やはり茨城県が多い。ただ茨城県がダントツというわけではなく、秋田県、群馬県と肉薄している。また上位はほとんど東日本で、西日本で最も多いのは富山県で、それでも全体の9位である。
箱ひげ図を出力して東日本と西日本を比較してみる。
#まずは箱ひげ図で見てみる
plt.figure(figsize=(8, 5))
sns.boxplot(x='東西', y='納豆_1人当たり', data=df)
# タイトルとラベルを設定
plt.title('納豆消費量 東日本 vs 西日本', fontsize=14)
plt.xlabel('東西', fontsize=12)
plt.ylabel('1人当たり納豆消費量(円)', fontsize=12)
# 表示
plt.show()
東日本の中央値と西日本の最大値がだいぶ近いので、これは有意差がありそう。

ここからデータを東西で2群に分け、有意差を検定していく。
#東西で2群に分割する。
df_east = df[df['東西'] == '東']
df_west = df[df['東西'] == '西']
df_east = df_east.reset_index()
df_east.head()
df_west = df_west.reset_index()
df_west.head()
有意差検定の実行。

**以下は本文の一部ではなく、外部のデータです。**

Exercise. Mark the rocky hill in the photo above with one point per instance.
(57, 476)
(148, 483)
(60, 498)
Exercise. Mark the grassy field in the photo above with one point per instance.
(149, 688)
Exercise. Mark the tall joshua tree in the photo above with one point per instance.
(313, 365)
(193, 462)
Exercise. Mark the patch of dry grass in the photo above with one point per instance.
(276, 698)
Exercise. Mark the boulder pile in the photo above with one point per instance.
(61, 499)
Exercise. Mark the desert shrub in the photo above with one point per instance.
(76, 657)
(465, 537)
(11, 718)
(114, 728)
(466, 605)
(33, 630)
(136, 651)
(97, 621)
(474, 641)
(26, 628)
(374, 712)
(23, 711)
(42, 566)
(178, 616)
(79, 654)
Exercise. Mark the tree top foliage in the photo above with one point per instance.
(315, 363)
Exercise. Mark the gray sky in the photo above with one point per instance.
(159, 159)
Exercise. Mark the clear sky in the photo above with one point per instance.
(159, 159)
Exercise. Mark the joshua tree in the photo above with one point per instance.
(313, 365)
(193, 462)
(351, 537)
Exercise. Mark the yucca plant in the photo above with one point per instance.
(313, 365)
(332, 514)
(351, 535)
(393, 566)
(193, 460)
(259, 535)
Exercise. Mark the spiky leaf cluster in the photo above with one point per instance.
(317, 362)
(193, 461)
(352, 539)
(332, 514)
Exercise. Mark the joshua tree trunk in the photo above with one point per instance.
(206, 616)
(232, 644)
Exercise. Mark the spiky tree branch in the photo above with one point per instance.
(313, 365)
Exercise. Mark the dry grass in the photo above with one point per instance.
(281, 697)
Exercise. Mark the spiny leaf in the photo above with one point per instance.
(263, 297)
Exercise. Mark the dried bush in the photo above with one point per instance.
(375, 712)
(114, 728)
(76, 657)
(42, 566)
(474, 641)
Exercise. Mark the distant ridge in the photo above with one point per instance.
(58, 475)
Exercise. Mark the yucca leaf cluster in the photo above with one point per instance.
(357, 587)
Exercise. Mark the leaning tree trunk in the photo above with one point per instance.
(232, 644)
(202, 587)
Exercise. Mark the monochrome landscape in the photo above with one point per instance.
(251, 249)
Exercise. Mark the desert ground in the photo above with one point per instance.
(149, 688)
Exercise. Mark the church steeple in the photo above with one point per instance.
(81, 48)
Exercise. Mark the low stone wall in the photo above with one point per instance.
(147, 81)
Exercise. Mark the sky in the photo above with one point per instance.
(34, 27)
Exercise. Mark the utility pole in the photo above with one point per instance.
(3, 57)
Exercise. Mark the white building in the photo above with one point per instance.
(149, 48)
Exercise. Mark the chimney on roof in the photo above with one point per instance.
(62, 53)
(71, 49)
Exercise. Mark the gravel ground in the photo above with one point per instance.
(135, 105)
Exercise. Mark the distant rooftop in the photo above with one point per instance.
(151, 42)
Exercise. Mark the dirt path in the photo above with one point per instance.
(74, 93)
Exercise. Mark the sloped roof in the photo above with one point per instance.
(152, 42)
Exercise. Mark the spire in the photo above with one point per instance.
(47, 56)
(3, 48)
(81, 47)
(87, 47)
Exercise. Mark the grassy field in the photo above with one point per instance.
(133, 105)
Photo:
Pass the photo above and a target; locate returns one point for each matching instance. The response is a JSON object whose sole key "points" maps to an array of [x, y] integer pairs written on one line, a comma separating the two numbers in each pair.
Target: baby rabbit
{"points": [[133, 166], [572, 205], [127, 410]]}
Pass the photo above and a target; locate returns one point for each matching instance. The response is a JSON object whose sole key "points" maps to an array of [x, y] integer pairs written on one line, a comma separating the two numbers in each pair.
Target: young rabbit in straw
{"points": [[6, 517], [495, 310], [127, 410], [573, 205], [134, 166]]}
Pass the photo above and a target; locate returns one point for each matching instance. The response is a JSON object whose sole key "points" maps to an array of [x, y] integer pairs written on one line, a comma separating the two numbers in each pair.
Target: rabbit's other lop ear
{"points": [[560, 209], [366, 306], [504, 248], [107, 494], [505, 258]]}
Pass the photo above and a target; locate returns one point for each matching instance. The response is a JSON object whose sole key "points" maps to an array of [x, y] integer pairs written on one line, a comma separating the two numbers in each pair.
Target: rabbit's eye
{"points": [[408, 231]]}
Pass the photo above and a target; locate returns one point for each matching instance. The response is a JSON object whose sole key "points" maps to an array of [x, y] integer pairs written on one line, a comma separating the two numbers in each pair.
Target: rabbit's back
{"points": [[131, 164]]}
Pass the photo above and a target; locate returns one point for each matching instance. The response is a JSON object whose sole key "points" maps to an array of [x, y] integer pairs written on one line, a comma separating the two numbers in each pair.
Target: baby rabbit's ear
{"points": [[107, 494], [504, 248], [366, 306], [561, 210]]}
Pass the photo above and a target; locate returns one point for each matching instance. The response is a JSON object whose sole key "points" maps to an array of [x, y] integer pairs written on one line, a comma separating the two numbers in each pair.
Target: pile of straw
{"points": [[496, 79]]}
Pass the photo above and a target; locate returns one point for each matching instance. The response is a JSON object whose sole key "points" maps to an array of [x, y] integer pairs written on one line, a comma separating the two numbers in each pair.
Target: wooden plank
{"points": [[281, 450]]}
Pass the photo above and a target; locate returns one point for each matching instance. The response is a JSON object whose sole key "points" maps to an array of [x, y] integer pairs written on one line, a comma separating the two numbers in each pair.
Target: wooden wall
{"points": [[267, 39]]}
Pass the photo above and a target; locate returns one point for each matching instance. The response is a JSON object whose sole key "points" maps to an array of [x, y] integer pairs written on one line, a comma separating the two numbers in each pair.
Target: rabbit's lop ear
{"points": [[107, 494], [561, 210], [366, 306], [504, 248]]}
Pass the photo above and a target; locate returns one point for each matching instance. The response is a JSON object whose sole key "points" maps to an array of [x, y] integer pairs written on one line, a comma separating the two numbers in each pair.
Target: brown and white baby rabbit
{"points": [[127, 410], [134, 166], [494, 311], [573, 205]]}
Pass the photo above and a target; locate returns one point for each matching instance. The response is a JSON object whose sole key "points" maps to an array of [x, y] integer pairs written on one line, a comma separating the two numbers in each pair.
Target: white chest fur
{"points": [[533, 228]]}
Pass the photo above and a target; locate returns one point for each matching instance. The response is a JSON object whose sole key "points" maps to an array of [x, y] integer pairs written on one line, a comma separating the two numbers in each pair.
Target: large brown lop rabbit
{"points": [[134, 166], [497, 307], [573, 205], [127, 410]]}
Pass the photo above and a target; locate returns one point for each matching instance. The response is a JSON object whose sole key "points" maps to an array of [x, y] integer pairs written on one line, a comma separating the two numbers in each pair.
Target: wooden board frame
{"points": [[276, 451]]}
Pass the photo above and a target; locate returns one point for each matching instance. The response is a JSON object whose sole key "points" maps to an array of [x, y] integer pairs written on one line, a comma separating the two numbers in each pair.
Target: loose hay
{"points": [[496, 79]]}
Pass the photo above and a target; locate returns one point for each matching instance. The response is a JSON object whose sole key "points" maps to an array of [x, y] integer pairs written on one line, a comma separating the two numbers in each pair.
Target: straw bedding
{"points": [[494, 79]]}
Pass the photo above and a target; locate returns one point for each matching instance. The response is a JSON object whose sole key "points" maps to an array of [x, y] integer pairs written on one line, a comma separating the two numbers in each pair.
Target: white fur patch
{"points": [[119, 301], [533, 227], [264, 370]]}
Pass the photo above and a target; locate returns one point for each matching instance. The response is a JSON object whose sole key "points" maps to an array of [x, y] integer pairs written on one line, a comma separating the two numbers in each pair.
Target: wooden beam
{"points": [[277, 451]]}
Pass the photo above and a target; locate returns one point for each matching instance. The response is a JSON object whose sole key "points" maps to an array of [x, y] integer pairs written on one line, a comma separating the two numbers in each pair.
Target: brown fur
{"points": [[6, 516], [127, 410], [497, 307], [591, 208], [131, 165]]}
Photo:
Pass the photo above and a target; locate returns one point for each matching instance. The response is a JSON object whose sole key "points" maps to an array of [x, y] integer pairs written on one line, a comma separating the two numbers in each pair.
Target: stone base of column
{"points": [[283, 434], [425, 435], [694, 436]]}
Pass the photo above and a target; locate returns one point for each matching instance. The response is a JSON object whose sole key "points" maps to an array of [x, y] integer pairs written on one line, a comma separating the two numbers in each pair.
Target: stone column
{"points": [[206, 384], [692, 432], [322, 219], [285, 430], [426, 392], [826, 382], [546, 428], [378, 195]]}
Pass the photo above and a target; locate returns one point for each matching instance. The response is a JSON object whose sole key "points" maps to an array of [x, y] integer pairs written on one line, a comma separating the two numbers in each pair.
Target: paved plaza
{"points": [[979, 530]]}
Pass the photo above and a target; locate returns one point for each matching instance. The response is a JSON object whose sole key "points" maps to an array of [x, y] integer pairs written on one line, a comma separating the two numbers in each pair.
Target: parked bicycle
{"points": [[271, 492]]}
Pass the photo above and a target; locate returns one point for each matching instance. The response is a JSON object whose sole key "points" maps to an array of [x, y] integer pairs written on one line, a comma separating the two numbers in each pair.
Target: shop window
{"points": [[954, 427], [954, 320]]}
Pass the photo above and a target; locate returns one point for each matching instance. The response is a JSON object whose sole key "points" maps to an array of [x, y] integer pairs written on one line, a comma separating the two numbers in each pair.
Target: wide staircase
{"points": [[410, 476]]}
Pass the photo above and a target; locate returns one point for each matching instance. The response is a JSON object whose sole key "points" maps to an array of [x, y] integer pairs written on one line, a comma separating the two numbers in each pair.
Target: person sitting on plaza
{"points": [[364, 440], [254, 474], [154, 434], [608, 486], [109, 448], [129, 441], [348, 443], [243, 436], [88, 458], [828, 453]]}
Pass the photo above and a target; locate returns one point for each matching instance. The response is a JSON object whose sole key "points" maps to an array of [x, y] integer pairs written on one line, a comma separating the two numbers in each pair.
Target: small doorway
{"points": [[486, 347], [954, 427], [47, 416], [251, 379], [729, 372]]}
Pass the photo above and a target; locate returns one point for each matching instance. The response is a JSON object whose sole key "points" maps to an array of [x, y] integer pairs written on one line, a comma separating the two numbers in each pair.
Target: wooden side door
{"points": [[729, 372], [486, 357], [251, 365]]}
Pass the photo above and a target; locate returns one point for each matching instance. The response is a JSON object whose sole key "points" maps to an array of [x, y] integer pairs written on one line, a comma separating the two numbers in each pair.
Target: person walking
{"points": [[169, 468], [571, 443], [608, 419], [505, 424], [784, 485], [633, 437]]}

両側検定(デフォルト)、等分散は仮定しないのでequl_varはFralseを指定する。
#有意差検定の実行
t_stat, p_val = stats.ttest_ind(df_east['納豆_1人当たり'], df_west['納豆_1人当たり'], equal_var=False) # Welchのt検定を使用
print(t_stat, p_val)
実行結果はt≒8.03378、p=1.07893e-09。平均が等しいとする帰無仮説を棄却して有意差があると判断する。
結論
東日本の人たちは、西日本の人たちより明らかにたくさん納豆を食べる。